Clark (Winning Modern Wars, 2003, etc.) has been many things during his adventurous life, including a Rhodes Scholar, a four-star Army general and an ardent presidential candidate. In this spare but engaging autobiography, he recounts his evolution from a struggling Arkansas youth with a speech defect to a military man and respected strategist who led troops at home and abroad. To the book’s detriment, much of it is couched as a leadership manual; even the valid lessons smack of management coaching vernacular and are often superfluous to the events at hand. Fortunately, the events themselves make fascinating reading. Clark begins with a terse, visceral account of a bloody ambush in the jungles of Vietnam. The easy choice would be to glorify his military experience, but the book’s vivid descriptions of his hazardous duties are understated and candid, whether he’s recalling a failed attempt to rescue soldiers from a burning convoy while under fire or limning the treacherous political minefields of Washington. Another tense stretch came during Clark’s posting in Kosovo, where he played a life-and-death game of chicken with Yugoslavian president Slobodon Milosevic and raced the Russians to capture Priština International Airport.
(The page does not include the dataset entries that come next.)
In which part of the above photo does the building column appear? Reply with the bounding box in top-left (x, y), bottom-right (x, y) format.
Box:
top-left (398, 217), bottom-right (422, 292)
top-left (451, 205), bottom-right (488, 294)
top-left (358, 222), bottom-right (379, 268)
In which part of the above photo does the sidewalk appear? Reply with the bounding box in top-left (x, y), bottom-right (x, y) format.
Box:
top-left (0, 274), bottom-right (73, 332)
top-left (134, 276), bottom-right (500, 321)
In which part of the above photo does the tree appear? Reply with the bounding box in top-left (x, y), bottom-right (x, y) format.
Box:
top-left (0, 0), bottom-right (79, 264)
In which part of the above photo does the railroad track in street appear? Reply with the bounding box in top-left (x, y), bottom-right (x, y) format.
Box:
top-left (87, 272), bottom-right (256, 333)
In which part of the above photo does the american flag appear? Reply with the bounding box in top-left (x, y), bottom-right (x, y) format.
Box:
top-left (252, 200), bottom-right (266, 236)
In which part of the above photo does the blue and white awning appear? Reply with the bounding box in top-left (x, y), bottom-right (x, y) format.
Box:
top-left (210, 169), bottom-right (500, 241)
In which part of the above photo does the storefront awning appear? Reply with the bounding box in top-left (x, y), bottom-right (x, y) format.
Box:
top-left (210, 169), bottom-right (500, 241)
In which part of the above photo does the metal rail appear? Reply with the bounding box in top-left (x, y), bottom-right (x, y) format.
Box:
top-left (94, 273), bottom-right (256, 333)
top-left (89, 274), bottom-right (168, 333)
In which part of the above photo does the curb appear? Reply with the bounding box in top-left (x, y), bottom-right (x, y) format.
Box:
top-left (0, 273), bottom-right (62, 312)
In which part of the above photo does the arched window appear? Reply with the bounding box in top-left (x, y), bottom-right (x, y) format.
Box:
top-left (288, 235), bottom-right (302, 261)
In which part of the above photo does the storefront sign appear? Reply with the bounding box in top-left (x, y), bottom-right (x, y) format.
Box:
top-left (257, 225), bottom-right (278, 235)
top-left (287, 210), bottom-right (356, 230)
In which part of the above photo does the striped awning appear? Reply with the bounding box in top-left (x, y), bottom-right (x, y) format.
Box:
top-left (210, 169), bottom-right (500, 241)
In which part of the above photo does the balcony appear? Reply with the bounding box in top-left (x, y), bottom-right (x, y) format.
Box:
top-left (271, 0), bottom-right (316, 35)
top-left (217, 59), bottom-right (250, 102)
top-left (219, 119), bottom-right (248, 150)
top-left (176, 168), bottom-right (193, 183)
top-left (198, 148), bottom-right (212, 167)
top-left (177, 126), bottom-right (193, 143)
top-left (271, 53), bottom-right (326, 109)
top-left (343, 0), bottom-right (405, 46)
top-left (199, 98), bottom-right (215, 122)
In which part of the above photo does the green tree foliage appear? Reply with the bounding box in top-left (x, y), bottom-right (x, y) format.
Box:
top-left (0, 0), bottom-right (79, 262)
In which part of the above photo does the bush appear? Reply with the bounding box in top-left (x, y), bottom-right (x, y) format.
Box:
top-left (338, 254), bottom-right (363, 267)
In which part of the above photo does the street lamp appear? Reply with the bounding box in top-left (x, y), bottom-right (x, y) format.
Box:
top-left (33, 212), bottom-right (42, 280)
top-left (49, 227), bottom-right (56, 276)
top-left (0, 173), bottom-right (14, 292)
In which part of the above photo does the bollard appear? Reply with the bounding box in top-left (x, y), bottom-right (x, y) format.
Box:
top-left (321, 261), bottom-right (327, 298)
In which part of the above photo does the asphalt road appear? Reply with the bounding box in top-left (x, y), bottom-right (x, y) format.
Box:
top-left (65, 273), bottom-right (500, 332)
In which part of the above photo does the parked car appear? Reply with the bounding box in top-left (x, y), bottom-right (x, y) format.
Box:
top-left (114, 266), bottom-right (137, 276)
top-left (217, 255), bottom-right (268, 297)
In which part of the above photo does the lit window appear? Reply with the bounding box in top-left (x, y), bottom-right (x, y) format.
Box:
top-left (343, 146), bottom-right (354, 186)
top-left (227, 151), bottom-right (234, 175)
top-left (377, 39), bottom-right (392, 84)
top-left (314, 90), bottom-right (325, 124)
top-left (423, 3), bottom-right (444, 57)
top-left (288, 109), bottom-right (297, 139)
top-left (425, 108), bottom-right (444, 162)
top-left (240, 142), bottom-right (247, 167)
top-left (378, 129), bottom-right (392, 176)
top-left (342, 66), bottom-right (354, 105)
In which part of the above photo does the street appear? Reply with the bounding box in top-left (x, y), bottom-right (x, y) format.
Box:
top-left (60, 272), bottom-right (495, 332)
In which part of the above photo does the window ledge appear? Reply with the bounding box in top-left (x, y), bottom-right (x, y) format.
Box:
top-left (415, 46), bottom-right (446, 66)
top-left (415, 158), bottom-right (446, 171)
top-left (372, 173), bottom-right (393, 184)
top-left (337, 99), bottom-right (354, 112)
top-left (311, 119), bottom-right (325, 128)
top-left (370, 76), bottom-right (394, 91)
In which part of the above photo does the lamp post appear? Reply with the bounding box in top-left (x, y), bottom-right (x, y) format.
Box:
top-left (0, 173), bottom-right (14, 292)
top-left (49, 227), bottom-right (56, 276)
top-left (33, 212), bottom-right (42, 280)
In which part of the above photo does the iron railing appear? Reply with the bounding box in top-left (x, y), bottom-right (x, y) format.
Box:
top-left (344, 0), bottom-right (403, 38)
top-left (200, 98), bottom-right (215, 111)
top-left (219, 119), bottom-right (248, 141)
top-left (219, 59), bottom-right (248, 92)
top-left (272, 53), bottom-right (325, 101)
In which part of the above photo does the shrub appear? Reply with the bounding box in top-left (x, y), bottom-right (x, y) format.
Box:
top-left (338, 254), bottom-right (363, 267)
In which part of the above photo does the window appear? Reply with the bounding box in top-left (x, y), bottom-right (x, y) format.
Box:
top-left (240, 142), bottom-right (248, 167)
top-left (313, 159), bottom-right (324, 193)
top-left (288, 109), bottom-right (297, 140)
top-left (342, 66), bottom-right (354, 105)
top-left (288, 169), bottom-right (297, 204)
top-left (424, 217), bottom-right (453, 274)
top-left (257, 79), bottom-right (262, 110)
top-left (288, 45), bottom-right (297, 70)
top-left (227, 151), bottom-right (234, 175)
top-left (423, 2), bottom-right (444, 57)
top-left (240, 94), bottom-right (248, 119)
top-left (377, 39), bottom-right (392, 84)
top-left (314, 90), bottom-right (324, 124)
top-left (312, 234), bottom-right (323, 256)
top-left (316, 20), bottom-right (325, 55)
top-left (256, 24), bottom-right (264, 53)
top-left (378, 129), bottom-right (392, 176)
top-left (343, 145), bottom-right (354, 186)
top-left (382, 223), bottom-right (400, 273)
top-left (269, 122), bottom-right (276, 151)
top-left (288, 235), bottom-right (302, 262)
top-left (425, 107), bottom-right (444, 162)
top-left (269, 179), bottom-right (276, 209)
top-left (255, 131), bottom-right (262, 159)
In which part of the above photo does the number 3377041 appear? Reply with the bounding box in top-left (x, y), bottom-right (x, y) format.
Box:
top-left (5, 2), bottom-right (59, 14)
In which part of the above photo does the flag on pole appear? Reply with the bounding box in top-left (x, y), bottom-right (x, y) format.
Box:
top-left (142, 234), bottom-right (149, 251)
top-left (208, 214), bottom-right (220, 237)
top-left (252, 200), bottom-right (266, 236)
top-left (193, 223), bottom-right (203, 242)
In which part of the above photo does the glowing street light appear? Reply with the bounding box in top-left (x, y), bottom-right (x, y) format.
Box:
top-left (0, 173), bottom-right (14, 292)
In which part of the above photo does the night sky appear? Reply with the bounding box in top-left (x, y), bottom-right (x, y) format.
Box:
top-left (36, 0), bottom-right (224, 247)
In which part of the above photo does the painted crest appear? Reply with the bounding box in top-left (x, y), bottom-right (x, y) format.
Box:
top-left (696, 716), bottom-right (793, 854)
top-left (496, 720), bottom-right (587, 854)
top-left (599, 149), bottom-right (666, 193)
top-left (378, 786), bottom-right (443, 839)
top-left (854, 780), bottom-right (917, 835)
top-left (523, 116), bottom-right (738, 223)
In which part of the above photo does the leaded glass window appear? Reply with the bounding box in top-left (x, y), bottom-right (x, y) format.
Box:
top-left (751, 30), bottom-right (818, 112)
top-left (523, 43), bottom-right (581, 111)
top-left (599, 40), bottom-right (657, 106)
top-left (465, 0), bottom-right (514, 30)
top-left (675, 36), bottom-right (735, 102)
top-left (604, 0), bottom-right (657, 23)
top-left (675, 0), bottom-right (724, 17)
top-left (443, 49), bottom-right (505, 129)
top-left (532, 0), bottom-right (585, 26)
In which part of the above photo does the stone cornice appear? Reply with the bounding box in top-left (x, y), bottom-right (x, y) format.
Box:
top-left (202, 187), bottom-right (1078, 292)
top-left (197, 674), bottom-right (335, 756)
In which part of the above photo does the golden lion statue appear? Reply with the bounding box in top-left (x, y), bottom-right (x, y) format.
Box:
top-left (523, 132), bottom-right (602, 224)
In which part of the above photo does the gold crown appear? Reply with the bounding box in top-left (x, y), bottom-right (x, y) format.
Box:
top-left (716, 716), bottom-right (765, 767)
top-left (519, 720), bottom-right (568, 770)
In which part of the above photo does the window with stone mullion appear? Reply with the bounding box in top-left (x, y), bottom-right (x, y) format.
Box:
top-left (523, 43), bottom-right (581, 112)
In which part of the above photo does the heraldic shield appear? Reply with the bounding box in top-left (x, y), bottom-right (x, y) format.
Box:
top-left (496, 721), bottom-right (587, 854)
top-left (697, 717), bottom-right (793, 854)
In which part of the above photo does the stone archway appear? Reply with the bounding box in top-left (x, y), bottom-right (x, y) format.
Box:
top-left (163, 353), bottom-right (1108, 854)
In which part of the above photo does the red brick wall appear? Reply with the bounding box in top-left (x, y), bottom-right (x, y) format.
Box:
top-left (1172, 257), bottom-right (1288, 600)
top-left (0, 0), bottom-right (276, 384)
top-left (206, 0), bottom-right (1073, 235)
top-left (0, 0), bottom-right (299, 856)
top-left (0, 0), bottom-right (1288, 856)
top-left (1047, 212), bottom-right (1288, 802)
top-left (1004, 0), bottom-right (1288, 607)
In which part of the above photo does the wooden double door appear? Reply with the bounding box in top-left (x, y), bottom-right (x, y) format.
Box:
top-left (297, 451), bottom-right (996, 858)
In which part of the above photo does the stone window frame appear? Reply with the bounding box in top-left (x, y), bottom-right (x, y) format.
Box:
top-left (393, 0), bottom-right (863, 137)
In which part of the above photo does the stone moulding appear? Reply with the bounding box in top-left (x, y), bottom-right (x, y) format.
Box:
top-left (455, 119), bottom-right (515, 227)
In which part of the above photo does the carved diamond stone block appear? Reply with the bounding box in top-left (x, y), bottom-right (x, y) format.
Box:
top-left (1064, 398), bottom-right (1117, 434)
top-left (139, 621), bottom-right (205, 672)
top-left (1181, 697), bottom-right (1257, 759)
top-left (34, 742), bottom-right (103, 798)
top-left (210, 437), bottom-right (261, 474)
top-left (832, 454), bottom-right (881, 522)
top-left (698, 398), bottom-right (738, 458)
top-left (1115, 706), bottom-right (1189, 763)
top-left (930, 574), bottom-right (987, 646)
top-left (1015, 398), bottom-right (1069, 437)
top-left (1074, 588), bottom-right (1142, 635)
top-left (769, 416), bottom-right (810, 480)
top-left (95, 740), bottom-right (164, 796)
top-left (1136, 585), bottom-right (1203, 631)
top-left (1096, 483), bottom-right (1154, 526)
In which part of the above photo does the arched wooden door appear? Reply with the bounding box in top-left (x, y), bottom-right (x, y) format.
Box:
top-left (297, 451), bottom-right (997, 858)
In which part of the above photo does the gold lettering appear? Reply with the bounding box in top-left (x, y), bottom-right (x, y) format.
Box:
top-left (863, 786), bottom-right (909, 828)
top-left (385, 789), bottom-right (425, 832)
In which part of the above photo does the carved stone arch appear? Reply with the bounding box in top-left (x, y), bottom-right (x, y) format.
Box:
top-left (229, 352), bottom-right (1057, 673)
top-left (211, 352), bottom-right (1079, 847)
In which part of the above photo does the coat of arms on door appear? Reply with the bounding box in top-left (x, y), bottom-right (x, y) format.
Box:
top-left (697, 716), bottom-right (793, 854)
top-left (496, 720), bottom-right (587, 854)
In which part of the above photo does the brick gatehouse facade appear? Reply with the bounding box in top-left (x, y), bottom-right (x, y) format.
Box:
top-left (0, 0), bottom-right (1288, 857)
Clark’s willingness to admit tactical failures is admirable, and his strategic insights are piercing yet clear-cut. “Only soldiers win battles,” he writes. “The top leaders can lose by making mistakes, but the winning is done by the troops, by their skill, cunning, discipline, intuition, and motivation.” His measured criticisms of America’s approach to problems in Africa and the Middle East are equally cogent, delivered in the careful language of a political platform and drawing strongly upon his personal vision for American intervention and diplomacy in the world’s conflict zones: “pushing for the United States to do what was right, not just what was easy.”
An earnest reflection on war and peace from a commander’s unique point of view.